We wrote a function. Now let’s test it by approximating:

\[ \int_{0}^{\pi} \sin(x) dx \]
integral_estimate = simpsons(np.sin,0,np.pi,pieces=3,graph=True)
print("Estimate is",integral_estimate,"while the actual value is 2")
../../_images/Intro-and-Newton-Cotes_82_0.png
Estimate is 2.000863189673536 while the actual value is 2

Home Activity

Recompute the integral estimate with 50 pieces. Store the answer in ans_biii_50.

### BEGIN SOLUTION
integral_estimate = simpsons(np.sin,0,np.pi,pieces=50,graph=True)
print("Estimate is",integral_estimate,"Actual value is 2")
ans_biii_50 = integral_estimate
### END SOLTUON
# Removed autograder test.

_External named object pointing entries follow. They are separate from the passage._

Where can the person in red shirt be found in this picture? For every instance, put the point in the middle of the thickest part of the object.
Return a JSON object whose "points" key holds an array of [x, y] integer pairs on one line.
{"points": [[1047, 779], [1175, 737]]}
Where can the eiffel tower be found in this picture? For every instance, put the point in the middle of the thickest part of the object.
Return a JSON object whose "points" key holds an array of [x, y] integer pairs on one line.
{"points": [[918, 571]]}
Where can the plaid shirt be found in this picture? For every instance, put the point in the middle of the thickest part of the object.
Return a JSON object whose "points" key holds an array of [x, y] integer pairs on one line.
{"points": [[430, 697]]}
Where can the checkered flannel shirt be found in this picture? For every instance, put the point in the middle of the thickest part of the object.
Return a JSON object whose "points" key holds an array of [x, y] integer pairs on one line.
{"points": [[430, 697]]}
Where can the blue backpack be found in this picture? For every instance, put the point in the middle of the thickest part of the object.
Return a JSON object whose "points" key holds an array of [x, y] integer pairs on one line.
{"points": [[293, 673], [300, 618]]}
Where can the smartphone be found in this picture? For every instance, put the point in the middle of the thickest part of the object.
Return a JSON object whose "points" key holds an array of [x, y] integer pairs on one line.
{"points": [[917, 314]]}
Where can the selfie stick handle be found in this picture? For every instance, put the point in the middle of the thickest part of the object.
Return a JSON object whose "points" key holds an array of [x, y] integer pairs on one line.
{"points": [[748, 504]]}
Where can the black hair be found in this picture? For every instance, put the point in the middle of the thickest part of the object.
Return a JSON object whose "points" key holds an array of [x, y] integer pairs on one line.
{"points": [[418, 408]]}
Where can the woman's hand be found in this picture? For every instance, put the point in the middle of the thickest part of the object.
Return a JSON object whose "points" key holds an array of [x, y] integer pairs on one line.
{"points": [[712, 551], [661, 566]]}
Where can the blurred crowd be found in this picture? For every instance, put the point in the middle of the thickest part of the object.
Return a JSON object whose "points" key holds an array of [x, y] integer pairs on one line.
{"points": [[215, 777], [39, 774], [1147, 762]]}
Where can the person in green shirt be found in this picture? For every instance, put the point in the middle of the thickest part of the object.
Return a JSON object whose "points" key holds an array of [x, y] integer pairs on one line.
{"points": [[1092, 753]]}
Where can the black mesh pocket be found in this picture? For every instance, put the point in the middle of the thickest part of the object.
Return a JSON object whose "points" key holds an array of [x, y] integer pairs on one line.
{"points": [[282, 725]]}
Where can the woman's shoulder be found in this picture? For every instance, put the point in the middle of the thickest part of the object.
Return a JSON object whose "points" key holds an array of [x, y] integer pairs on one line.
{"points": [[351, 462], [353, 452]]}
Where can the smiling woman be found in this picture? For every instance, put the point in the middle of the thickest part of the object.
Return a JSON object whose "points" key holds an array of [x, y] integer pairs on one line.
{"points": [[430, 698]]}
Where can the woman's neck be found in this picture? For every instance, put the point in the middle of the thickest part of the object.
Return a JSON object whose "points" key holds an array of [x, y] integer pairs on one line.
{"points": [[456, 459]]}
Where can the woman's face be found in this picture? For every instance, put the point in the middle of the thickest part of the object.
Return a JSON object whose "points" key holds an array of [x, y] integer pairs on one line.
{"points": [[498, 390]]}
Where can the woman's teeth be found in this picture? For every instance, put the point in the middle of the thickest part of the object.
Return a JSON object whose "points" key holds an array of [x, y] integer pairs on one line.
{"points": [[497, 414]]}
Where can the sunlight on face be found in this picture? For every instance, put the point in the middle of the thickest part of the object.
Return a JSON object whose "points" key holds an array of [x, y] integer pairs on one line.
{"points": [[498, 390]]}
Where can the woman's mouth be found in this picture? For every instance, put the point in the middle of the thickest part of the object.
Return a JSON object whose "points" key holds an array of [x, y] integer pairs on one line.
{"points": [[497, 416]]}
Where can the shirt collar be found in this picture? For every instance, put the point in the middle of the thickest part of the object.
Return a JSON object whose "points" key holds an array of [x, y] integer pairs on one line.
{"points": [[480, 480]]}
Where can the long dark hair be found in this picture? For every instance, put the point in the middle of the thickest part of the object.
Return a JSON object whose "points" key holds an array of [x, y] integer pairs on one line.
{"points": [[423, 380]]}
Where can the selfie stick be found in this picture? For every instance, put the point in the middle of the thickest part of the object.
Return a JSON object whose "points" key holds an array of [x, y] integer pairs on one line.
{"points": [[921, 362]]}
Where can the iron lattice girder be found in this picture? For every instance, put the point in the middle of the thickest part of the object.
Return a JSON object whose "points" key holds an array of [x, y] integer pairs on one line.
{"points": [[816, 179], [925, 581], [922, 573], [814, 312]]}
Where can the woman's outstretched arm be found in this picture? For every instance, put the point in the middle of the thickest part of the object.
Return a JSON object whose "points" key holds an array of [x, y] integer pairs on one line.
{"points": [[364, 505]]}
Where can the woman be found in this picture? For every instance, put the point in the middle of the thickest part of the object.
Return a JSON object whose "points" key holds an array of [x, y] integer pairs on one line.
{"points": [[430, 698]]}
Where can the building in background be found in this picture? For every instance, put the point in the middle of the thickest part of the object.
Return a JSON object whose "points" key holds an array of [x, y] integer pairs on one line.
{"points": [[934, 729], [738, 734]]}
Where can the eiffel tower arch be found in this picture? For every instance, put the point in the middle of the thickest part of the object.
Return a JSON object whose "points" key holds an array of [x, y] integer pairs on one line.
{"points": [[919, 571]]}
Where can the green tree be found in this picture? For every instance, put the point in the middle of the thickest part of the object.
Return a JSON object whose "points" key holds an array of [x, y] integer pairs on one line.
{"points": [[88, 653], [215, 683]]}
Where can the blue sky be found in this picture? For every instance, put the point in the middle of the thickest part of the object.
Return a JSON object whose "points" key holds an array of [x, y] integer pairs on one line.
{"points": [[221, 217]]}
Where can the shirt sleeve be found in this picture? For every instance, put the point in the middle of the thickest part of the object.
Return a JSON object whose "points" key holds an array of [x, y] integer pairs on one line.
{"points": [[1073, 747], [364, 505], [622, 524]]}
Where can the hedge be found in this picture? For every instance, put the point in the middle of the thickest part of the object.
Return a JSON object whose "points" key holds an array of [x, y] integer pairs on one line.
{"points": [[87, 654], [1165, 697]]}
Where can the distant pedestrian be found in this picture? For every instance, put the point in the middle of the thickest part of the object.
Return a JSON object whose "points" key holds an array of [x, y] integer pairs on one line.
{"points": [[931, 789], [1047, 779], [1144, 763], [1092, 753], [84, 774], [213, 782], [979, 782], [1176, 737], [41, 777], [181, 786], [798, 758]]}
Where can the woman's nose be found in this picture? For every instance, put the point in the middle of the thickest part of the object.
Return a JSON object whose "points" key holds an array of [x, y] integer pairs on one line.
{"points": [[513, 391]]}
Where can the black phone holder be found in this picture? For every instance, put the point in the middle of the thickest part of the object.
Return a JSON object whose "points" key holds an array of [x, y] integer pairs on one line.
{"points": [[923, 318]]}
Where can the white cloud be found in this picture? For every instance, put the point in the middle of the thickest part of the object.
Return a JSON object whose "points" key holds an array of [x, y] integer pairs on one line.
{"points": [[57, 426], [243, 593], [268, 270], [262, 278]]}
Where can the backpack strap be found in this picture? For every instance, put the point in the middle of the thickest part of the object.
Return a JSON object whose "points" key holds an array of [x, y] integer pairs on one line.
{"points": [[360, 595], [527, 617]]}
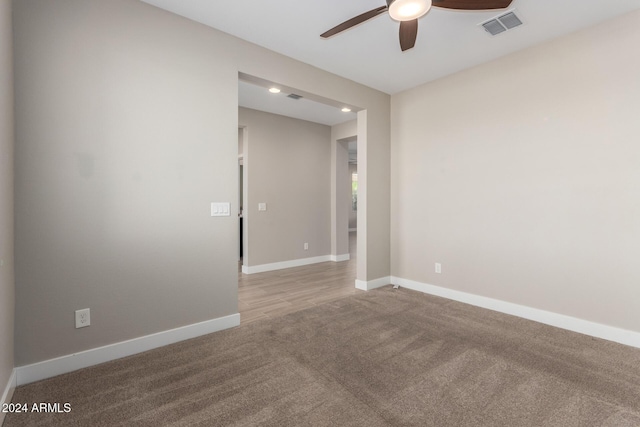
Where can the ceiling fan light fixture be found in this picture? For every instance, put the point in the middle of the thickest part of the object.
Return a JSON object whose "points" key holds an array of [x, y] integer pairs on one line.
{"points": [[408, 10]]}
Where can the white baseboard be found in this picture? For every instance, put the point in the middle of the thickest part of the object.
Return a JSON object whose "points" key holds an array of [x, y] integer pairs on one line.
{"points": [[285, 264], [72, 362], [372, 284], [340, 258], [8, 393], [562, 321]]}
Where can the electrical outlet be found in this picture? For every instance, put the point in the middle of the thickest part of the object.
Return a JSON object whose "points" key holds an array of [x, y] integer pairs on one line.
{"points": [[83, 318]]}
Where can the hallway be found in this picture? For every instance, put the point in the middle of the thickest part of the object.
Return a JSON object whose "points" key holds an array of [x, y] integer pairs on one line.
{"points": [[276, 293]]}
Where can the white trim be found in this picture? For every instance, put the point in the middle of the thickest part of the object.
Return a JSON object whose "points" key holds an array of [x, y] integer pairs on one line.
{"points": [[61, 365], [285, 264], [8, 393], [373, 284], [562, 321], [340, 258]]}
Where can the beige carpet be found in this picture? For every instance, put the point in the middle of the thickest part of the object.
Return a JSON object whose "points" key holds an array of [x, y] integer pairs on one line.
{"points": [[381, 358]]}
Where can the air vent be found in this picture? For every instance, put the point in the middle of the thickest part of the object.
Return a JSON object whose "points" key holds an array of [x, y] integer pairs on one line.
{"points": [[502, 23]]}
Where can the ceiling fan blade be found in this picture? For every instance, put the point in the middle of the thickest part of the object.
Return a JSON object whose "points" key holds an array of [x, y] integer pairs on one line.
{"points": [[354, 21], [472, 4], [408, 34]]}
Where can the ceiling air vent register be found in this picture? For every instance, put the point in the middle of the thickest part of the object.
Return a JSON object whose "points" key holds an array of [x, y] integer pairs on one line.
{"points": [[502, 23]]}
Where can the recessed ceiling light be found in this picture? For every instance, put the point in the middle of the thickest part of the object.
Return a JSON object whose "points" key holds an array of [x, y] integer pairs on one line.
{"points": [[407, 10]]}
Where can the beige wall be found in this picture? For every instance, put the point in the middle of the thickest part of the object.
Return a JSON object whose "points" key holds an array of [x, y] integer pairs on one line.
{"points": [[288, 162], [7, 287], [521, 177], [126, 129]]}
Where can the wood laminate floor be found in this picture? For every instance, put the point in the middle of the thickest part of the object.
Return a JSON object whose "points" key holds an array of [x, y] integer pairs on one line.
{"points": [[276, 293]]}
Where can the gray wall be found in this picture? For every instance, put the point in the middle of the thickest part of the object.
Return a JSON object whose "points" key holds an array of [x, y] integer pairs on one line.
{"points": [[288, 162], [6, 197], [521, 177], [126, 130]]}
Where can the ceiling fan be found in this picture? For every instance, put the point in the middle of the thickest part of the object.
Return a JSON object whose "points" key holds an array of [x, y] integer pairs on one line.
{"points": [[407, 13]]}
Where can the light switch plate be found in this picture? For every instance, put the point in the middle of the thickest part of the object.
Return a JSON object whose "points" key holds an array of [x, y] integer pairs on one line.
{"points": [[83, 318], [221, 209]]}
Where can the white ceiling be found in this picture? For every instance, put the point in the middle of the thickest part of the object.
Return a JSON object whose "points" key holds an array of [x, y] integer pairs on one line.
{"points": [[448, 41], [258, 97]]}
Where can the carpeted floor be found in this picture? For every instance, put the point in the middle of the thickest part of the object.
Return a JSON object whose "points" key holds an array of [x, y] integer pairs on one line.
{"points": [[381, 358]]}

You may delete this cell.

7.1.16. Error Analysis#

Home Activity

Run the code below.

pieces = 2**np.arange(0,6)
error = np.zeros(6)
count = 0
for p in pieces:
    error[count] = np.fabs(simpsons(np.sin,0,np.pi,pieces=p,graph=False) - 2.0)
    count += 1
h = np.pi/pieces
plt.loglog(h,error,'o-')
slope = (np.log(error[0]) - np.log(error[-1]))/(np.log(h[0]) - np.log(h[-1]) )
plt.title("Simpson's Rule Error: slope = " + str(slope))
plt.xlabel("h")
plt.ylabel("Absolute Error")
plt.show()
../../_images/Intro-and-Newton-Cotes_88_0.png

Simpson’s rule is fourth-order in the piece size. This means that every time I double the number of pieces the error goes down by a factor of \(2^4 = 16\).

7.1.17. Another Example: Approximating \(\pi\)#

Class Activity

Run code below and discuss.

We can approximate \(\pi\) with the following integral:

\[ \int\limits_0^1 4 \sqrt{1-x^2}\,dx = \pi\]
integrand = lambda x: 4*np.sqrt(1-x**2)
simpsons(integrand,0,1,pieces = 4,graph=True) #actual value is 3.14159
../../_images/Intro-and-Newton-Cotes_93_0.png
3.1211891697754175

Most of the error comes at \(x=1\). This is because the derivative of \(\sqrt{1-x^2}\) is singular at \(x=1\), which makes it difficult to build an accurate polynomial approximation.